What time is my surgery?
When you schedule your surgery, we cannot give you an exact time. The doctor will be doing many surgeries that day, and because we cannot predict the number of surgeries or the amount of time each will take, we cannot give you a specific time. Instead, the surgical center where you will be having surgery will be contacting you the day before surgery (Friday if your surgery is on a Monday) to tell you what time they would like you to be there, as well as give you any pre-surgery instructions they need you to follow.
How much will it cost?
The amount you will owe is different for everyone depending on your insurance. You will need to review your benefits with your insurance company to determine your deductible and the percentage you are responsible for. All of your post-op appointments within 90 days of surgery are included with the price of the surgery. Any other types of appointments will be billed as usual. Testing for glasses is not covered by most insurance and will also be billed.

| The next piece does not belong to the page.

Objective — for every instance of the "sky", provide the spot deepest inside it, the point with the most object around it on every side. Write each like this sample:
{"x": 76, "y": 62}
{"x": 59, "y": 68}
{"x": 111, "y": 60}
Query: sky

Do I need a pre-authorization?
Most insurance companies do not require pre-authorization for cataract surgery. However, if there is a question or concern, we do contact the insurance company on your behalf and determine authorization for the procedure.
What can I expect from anesthesia?
Dr. Daynes will use either a local or topical anesthetic. In addition, an anesthesiologist will use IV sedation to keep you comfortable. This anesthesia will not put you completely to sleep, but you should be relaxed and unable to feel anything in the area the doctor is operating on. You will be able to respond to Dr. Daynes during surgery, and able to get up after the surgery. You will need a driver to take you home after you are released from the surgical center.
What is an AScan and why do I need it?
Dr. Daynes will be implanting a synthetic lens during surgery. The AScan is diagnostic testing that takes specific measurements of your eyes, and the data from this testing allows Dr. Daynes to choose the proper lens to implant during your surgery. It also helps determine your eligibility and/or compatibility with certain types of lenses. Along with the testing, at this appointment you will be educated about the different lens options available to you and receive instructions about the eye drops you will use before and after surgery.
How do I get my eye drops?
You will find your prescriptions in a packet given to you by our technician. She will also give you instructions for using the eye drops before and after surgery. You may fill these prescriptions at the pharmacy of your choice.
Why do I need three different eye drops?
Each prescription serves a different purpose and all are important for your surgery preparation and healing. One drop will be an antibiotic to prevent infection. You will also have a steroid drop and a non-steroidal drop that will prevent inflammation and swelling. These drops help the eye heal quickly and protect you from possible complications due to infection and inflammation.
Why won’t my insurance pay for a Toric or multi-focal lens?
When it comes to surgical procedures, your insurance covers only what is “medically necessary.” All that is ‘necessary’ to improve your vision is removal of the cataract and implantation of a standard monofocal lens, so that is all the insurance will cover. A multifocal or Toric lens is considered an upgrade because these advanced technologies reduce your need for, or dependence on, glasses. This is above and beyond what is “medically necessary” and therefore, the upgraded portion is not covered by your insurance.
What can I expect during recovery?
Recovery is usually quite rapid following cataract surgery, but you should still use caution in your daily activities. Make sure you follow the instructions given to you for eye drops. You can be lightly active, but do not do any lifting over 15 pounds or do any hard physical activity during the first few days after surgery. Do not get water/soap, etc.. in your eyes. You can let water run over your face but do not rub it in. Do not drive for the first 24-48 hours after surgery. Do not wear makeup for the first week after surgery. After the first week, be careful when applying and removing the makeup; avoid any eye rubbing and do not get anything in your eye.